Nine inputs.
Your organization as it stands.
Operating Cost Assumptions
| Parameter | Value | Source |
|---|---|---|
| Loaded compliance FTE cost | $180,000 / yr | BLS + 40% benefits load |
| Loaded operations FTE cost | $130,000 / yr | BLS occupational data |
| P1+P2 average incident cost | $28,000 / incident | IDC enterprise IT 2025 |
| SLA breach rate (baseline) | 15% | Gartner ITSM 2025 |
| Avg service credit / breach | $8,500 | Enterprise SaaS surveys |
| Manual touchpoints / contract | 6 | Metaprise customer telemetry; kit cites 20–40 across full C2C |
| Cost per manual touchpoint | $95 | Hackett Group P2P benchmark |
| Audit prep cost (mid-large) | $500,000 / yr | Big-4 external + internal blend |
| Cost of capital (WACC) | 8% | US large-cap 2025 median |
Reduction Coefficients
Coefficients are conservative against Metaprise customer telemetry. Sales Kit Section 4 references 70–80% manual touchpoint reduction in P2P, 40–60% MTTR reduction, and compliance evidence preparation moving from 2–4 weeks to instant. This framework applies the lower bound of each.
| Driver | Reduction |
|---|---|
| D1 · Operational touchpoints | 70% |
| D2 · Cycle time | 70% |
| D3 · Compliance hours | 40% |
| D4 · Audit headcount equivalent | 30% |
| D4 · Audit prep cost | 75% |
| D5 · Financial cycle days | 21 days |
| D6 · MTTR | 50% |
| D7 · SLA breaches | 60% |
Formulas
D1= (Contracts × 6 touchpoints × $95 × 70%) + (Compliance hours × $90/hr × 30%)D2= (Contracts × Cycle days × 70% × Daily revenue contribution × 0.6)D3= Compliance hours × $90/hr × 40%D4= (Audit headcount × $180K × 30%) + ($500K × 75%)D5= (Financial volume × Avg txn value × 21 days × WACC) ÷ 365D6= Incident volume × $28K × 50%D7= Incident volume × 15% breach rate × $8.5K × 60%
The Mission budget is derived from operational volumes: compliance Missions (1 per 10 hours), contract Missions (4 per contract — onboarding, milestone, payment, audit), incident Missions (6 per incident), and financial Missions (5% of volume), priced at the industry-blended unit cost.
Coverage Curve
Year 1: 50% coverage — a conservative build-out as the Mission library is assembled across initial use cases. Year 2: 80% with cross-workflow expansion. Year 3: 100% baseline coverage. The curve runs below typical SaaS adoption to keep the headline defensible to a finance-heavy review.
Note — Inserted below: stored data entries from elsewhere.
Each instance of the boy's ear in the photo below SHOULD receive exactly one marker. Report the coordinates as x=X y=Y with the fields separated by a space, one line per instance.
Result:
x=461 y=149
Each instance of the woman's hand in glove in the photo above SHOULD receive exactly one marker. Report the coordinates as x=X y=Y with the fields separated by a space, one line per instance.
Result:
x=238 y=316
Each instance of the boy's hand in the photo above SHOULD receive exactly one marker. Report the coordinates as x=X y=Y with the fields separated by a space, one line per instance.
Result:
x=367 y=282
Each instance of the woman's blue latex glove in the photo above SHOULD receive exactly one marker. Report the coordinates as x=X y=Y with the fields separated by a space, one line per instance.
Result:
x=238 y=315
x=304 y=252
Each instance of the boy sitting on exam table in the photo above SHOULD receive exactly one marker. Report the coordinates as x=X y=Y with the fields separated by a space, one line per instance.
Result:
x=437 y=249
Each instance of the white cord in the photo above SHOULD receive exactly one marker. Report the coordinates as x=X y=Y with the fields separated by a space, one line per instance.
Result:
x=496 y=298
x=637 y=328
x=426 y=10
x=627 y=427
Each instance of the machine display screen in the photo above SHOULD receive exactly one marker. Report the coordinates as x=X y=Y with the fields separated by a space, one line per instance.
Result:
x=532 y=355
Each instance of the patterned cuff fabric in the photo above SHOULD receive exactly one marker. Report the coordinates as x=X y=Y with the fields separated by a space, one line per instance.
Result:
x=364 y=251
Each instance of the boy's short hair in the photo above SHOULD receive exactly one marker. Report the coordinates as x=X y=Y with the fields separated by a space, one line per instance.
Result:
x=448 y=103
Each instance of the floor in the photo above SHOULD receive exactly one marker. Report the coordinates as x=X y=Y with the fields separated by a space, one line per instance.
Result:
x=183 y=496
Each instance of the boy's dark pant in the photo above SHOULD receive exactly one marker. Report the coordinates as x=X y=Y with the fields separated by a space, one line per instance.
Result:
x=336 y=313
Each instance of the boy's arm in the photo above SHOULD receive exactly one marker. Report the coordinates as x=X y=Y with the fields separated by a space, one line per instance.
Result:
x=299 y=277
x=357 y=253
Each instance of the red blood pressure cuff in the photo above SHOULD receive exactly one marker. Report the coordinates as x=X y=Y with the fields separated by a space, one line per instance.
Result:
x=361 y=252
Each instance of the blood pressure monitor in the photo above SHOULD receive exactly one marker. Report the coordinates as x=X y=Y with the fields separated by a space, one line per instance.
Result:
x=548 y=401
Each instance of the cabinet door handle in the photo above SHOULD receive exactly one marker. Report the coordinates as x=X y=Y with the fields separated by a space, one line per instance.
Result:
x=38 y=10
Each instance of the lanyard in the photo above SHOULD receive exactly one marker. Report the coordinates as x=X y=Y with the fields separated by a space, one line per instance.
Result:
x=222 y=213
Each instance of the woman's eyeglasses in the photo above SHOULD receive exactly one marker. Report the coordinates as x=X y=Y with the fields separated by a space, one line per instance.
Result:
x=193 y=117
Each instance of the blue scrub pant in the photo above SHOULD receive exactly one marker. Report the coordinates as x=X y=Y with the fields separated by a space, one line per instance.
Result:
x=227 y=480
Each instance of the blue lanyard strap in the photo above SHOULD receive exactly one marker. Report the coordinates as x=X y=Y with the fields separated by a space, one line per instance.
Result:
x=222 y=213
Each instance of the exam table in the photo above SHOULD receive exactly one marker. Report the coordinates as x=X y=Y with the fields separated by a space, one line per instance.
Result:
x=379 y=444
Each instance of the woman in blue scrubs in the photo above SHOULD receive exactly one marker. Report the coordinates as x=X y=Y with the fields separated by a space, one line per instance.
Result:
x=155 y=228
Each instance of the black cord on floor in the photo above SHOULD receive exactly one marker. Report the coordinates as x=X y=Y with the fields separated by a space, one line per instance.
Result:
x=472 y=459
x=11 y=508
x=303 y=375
Defensibility Notes for the CFO Conversation
- This is gross operational value, not pricing. Mission budget appears as a separate line — the figure your CFO can sign.
- Per-Mission ±5% band is structural. Metaprise absorbs cross-model variance (±60%), cross-execution variance (±40%), and context bloat at the platform level. This is Sales Kit Section 1's Pay-by-Result mechanism.
- Reduction coefficients are below the kit's published ranges. Adjust upward only when customer data warrants — never adjust downward, as the framework already runs conservative.
- Working-capital figure (D5) is the most variable. Calibrate avg transaction value against actual financial-execution data before presenting to a finance-heavy buyer.